Tot slot wil ik kort reflecteren op alles wat ik hierboven beschreven heb. Wat heeft Heerma nu daadwerkelijk verteld? Zijn redevoering begon met een prachtig verhaal waarin de christendemocratie duidelijk terug te vinden was. Een stevige visie werd op tafel gelegd. We leven in een verandering van tijdperk. Wijze woorden. Het tweede deel van zijn speech stak er schril tegen af. Het was een stuk droger (net zo droog als Heerma’s humor overigens, die ik altijd zeer kan waarderen en debatten als deze aangenaam maken om te bekijken).

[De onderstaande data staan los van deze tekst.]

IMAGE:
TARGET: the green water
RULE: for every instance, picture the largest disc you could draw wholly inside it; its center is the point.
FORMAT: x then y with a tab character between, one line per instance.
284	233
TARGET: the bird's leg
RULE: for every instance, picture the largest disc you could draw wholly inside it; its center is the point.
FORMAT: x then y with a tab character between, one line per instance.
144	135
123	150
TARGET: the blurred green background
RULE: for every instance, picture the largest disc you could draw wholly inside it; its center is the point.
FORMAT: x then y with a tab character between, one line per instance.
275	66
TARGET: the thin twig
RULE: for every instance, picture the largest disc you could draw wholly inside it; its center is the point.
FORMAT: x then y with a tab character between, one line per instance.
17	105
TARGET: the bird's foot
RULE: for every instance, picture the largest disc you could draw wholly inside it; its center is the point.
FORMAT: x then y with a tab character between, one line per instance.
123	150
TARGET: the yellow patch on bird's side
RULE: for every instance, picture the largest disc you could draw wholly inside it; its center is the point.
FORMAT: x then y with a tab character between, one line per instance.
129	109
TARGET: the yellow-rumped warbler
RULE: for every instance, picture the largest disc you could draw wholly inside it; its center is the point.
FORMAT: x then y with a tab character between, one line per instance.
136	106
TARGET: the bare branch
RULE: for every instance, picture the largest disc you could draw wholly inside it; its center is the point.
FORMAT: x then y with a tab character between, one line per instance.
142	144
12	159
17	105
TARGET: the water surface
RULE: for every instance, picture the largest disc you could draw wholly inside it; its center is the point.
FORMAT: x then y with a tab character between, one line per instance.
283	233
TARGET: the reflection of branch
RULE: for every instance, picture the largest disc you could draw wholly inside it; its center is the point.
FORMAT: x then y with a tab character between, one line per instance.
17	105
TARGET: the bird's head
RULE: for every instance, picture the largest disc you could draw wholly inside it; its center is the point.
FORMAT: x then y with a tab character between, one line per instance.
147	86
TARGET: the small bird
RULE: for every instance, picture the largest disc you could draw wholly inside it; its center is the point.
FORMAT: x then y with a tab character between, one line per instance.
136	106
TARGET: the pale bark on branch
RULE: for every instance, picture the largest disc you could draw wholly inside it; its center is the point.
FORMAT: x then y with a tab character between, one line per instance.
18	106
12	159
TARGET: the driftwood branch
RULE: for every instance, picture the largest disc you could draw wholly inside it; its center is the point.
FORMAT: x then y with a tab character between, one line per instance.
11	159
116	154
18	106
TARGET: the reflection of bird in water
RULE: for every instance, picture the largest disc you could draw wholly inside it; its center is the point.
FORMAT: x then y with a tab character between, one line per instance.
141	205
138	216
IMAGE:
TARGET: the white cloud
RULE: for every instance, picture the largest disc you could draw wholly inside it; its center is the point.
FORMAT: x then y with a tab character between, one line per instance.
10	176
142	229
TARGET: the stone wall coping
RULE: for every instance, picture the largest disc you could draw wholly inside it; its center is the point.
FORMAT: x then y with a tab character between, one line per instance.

Maar ondanks dat dit deel minder spannend was om te beluisteren (of wellicht ook om te lezen), waren het stuk voor stuk goede toevoegingen aan het debat waarbij de christendemocratische inspiratiebron nooit uit het oog verloren is. Het is ook positief dat er expliciet naar het rapport Van Zwol verwezen wordt. Het CDA heeft veel goede plannen, maar als deze plannen niet constant uitgedragen en herhaald worden, zal niemand weten hoe goed die plannen zijn. Ook moet er gewaakt worden voor een onduidelijk verhaal met honderd verschillende rapporten, boekwerken of lezingen die allemaal het CDA-verhaal een andere naam geven, zoals we dit in de campagne gezien hebben. Bij deze eenheid van verhaal hoort ook een duidelijk leider. Het was nu zo dat Heerma als fractievoorzitter optrad omdat Hoekstra nog in het demissionaire kabinet zit. Mijns inziens zou het in de toekomst beter zijn als de politiek leider van het CDA plaatsneemt in de Tweede Kamer en daar als fractievoorzitter het christendemocratische geluid laat horen. Op dit moment is er zeker behoefte aan een duidelijke en vaste koers van het CDA in de Tweede Kamer. Deze koers kan waarschijnlijk beter door de politiek leider uitgezet worden als deze fractievoorzitter is. Er lijkt namelijk wel een zogenaamde “premierbonus” te zijn bij verkiezingen, maar ik vraag me af of ministers ook zo een “bonus” bij verkiezingen kunnen verwachten of alleen maar het risico lopen in diskrediet gebracht te worden. Hopelijk zien we volgend jaar dus Hoekstra de APB afhandelen en schrijf ik dan over zijn bijdrage.
Afsluitend wil ik graag
de balans opmaken. Deze APB waren redelijk succesvol voor de
christendemocraten. Niet alleen lijkt Heerma Rutte overtuigd te hebben over het
belang van volkshuisvesting, ook is een motie van Heerma en Segers (CU)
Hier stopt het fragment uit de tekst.